Another case-control study ?

This week’s JAMA has a cohort study from the Netherlands looking at the risk of community-acquired pneumonia and use of gastric acid–suppressive drugs. The authors used a large, private practice clinical database to investigate a hypothesized linkage between the prescription of proton pump inhibitors or H2 receptor blockers and community acquired pneumonia. In order to adjust for the fact that many patients on these drugs are sicker, or more likely to have certain diseases, the authors performed a nested case-control examination that looked at recent acid-suppression therapy compared with previously discontinued therapy, adjusting for a large number of factors and diseases (such as age, sex, indication for the therapy, presence of diabetes, copd and stomach cancer).

The unadjusted relative risk of pneumonia for patients who had been prescribed acid-suppressant therapy vs. those who had not was quite high (4.5). In the matched, adjusted case-control cohort of recent therapy vs. past therapy, the adjusted odds ratio was 1.63, much lower, but still significant.

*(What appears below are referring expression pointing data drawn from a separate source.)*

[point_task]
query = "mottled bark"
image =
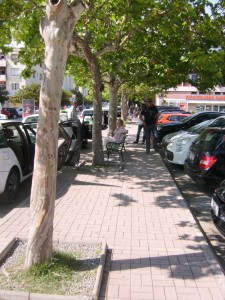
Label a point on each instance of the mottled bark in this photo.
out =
(98, 156)
(113, 104)
(56, 29)
(92, 62)
(124, 105)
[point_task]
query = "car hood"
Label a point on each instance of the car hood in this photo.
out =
(170, 124)
(169, 136)
(184, 135)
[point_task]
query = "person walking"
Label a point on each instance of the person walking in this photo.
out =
(118, 135)
(148, 116)
(140, 127)
(72, 116)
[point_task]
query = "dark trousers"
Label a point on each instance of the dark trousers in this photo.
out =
(139, 132)
(149, 130)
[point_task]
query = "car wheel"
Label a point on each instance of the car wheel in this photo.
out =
(73, 158)
(11, 187)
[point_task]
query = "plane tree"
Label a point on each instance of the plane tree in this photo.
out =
(57, 21)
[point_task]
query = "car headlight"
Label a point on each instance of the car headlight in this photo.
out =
(180, 143)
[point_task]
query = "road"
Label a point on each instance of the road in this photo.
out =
(198, 199)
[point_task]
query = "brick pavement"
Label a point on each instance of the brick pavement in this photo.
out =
(156, 250)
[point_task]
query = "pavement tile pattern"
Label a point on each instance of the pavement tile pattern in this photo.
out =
(156, 249)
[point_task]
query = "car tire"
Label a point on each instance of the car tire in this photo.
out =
(73, 158)
(11, 187)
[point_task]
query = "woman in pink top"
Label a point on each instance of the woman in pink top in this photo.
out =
(118, 135)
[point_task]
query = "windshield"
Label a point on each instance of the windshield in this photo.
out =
(186, 119)
(199, 127)
(209, 140)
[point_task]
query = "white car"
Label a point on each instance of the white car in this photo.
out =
(178, 147)
(34, 118)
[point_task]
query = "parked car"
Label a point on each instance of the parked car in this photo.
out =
(13, 114)
(218, 122)
(171, 117)
(16, 157)
(178, 147)
(17, 148)
(205, 162)
(6, 113)
(34, 118)
(3, 117)
(218, 207)
(19, 111)
(186, 123)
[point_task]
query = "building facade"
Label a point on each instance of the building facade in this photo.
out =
(11, 69)
(188, 97)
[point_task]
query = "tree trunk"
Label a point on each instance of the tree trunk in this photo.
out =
(57, 28)
(124, 105)
(113, 104)
(98, 156)
(92, 62)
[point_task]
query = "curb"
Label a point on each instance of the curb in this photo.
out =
(98, 281)
(16, 295)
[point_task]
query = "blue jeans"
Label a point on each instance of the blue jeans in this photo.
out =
(148, 130)
(139, 132)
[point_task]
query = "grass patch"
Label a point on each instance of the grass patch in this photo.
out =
(66, 273)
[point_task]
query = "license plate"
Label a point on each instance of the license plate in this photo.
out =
(215, 207)
(191, 156)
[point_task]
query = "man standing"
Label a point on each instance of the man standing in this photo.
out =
(140, 126)
(72, 116)
(148, 116)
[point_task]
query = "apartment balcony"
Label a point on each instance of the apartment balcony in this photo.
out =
(2, 62)
(2, 78)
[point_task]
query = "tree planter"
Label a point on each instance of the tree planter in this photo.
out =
(17, 294)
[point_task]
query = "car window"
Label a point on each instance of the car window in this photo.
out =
(87, 113)
(209, 140)
(200, 126)
(3, 142)
(31, 119)
(186, 119)
(173, 118)
(29, 132)
(220, 122)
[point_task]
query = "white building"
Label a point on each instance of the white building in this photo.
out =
(10, 73)
(189, 98)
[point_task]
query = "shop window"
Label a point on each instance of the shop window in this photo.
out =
(15, 86)
(15, 71)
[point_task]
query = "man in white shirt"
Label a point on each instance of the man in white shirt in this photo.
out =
(72, 116)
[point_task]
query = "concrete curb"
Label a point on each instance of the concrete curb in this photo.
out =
(14, 295)
(96, 290)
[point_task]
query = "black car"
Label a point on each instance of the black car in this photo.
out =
(13, 113)
(186, 123)
(205, 162)
(218, 208)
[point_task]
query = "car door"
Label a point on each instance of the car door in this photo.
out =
(19, 144)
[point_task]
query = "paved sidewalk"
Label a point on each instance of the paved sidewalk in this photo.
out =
(156, 249)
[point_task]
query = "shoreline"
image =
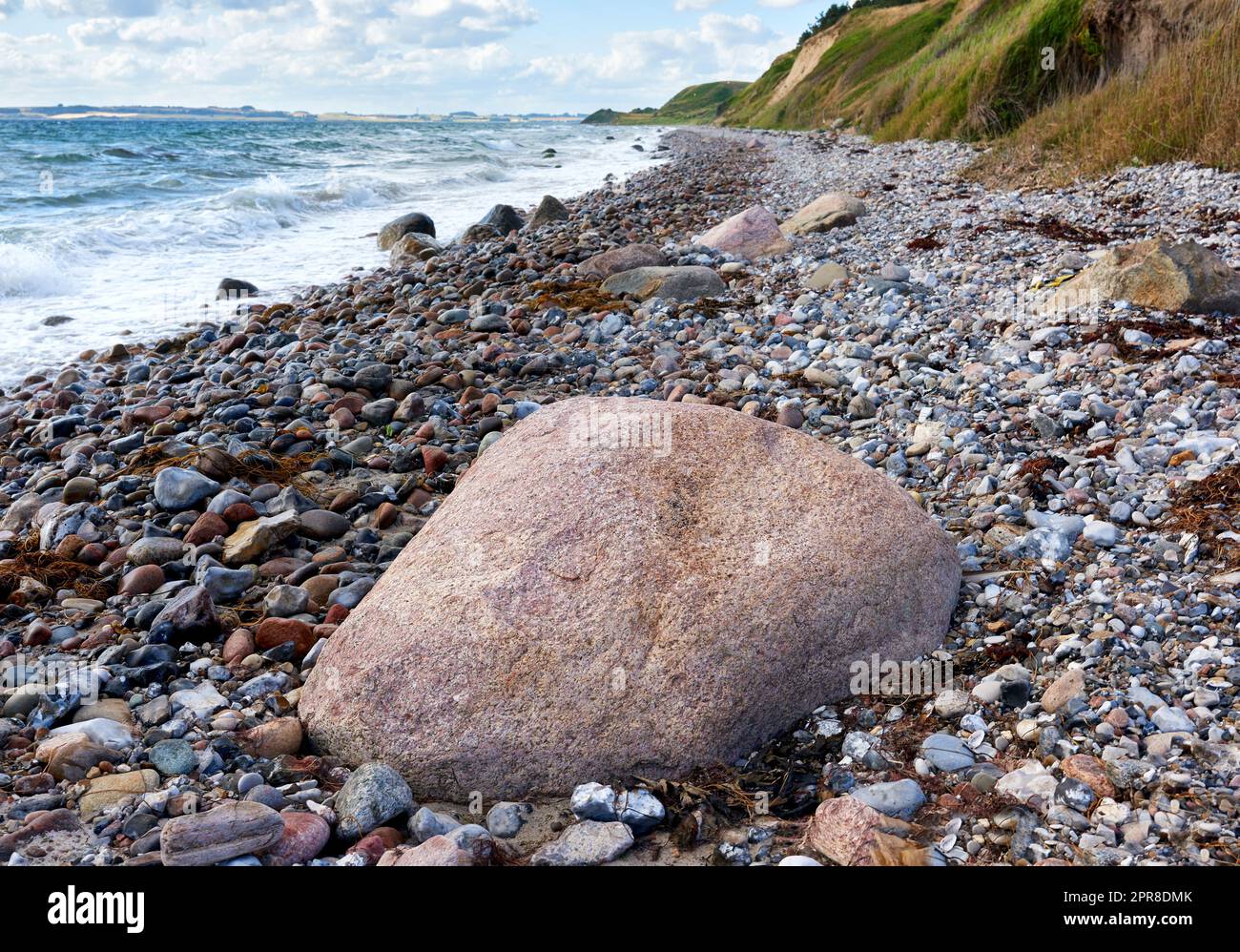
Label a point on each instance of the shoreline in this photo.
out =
(1091, 642)
(288, 237)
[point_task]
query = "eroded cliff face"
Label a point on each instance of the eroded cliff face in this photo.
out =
(1132, 33)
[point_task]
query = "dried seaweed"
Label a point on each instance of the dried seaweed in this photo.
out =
(1208, 508)
(28, 561)
(586, 295)
(925, 243)
(252, 466)
(1033, 474)
(1058, 230)
(1172, 327)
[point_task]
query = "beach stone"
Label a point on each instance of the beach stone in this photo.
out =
(834, 210)
(322, 525)
(174, 757)
(1158, 274)
(106, 791)
(206, 528)
(284, 601)
(74, 760)
(678, 284)
(108, 709)
(239, 645)
(593, 801)
(549, 211)
(252, 539)
(304, 837)
(274, 632)
(506, 818)
(413, 222)
(100, 731)
(79, 488)
(753, 233)
(900, 798)
(224, 832)
(1067, 686)
(141, 580)
(625, 258)
(435, 852)
(1029, 781)
(947, 753)
(224, 584)
(852, 833)
(640, 810)
(235, 288)
(273, 739)
(800, 558)
(177, 489)
(504, 218)
(372, 795)
(426, 823)
(201, 702)
(827, 276)
(191, 613)
(410, 247)
(588, 843)
(154, 551)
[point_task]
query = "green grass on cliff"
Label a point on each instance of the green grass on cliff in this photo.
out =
(976, 70)
(698, 104)
(1182, 110)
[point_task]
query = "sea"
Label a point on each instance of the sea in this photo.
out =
(120, 231)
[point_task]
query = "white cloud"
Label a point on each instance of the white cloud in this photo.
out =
(364, 54)
(655, 61)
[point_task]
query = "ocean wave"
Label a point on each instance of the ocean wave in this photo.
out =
(29, 273)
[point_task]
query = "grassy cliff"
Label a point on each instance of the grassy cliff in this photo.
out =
(1080, 83)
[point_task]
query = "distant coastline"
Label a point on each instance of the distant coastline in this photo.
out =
(249, 114)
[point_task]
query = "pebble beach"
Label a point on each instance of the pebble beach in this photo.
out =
(186, 524)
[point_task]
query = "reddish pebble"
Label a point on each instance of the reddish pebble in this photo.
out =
(434, 459)
(336, 613)
(206, 528)
(305, 835)
(36, 633)
(238, 646)
(274, 632)
(384, 514)
(239, 512)
(92, 554)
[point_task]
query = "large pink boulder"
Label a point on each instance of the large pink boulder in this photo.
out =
(627, 586)
(754, 233)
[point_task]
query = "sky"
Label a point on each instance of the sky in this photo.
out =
(385, 56)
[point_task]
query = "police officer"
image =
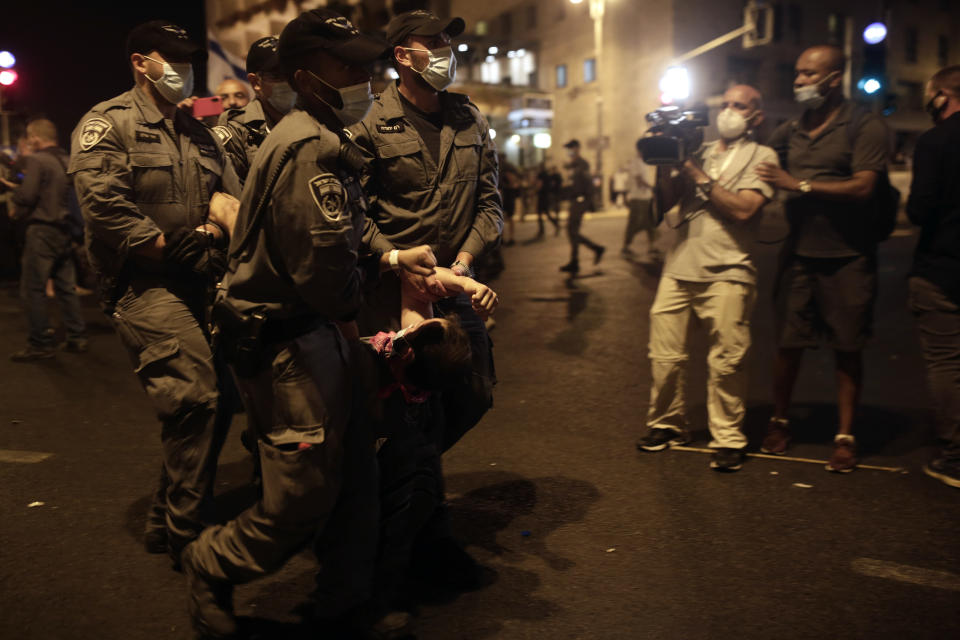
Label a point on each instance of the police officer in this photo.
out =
(434, 180)
(147, 176)
(579, 188)
(297, 271)
(242, 130)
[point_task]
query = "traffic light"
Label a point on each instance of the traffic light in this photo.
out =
(8, 75)
(874, 73)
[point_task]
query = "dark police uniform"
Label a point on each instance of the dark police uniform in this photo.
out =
(241, 131)
(137, 176)
(302, 274)
(451, 203)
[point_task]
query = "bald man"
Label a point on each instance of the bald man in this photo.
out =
(833, 155)
(233, 94)
(709, 273)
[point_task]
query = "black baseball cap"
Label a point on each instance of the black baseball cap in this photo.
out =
(328, 30)
(169, 39)
(421, 23)
(263, 55)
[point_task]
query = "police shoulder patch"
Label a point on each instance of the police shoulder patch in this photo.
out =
(223, 133)
(94, 130)
(329, 196)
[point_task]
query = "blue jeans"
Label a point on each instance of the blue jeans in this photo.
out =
(47, 254)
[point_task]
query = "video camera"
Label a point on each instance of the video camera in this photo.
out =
(674, 134)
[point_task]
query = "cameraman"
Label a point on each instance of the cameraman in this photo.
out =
(709, 272)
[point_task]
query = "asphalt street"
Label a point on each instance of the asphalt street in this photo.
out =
(582, 536)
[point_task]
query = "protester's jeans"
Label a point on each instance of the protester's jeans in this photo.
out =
(724, 308)
(46, 255)
(938, 322)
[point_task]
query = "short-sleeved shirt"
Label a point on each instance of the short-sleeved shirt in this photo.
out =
(822, 228)
(711, 246)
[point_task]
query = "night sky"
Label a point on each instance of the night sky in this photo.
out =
(70, 55)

I believe it is impossible to properly adjust for all the reasons why pneumonia patients might have been prescribed acid-suppressant therapy shortly before getting pneumonia. Some of the factors that the authors controlled for are surely valid, but there are likely to be others. Even an individual practitioner’s style and personality could be linked with both the likelihood of prescribing these drugs and that particular patient population’s risk for pneumonia. Adequate adjustment is just not possible.

After multiple case-control and cohort studies showed significant cardiovascular benefit from estrogen replacement therapy, properly randomized trials demonstrated that this was not the case, forcing an incredible about-face. One would think that the estrogen replacement scandal would have put a major brake on performing and publishing these sorts of studies, yet they seem be flourishing. Has nothing been learned?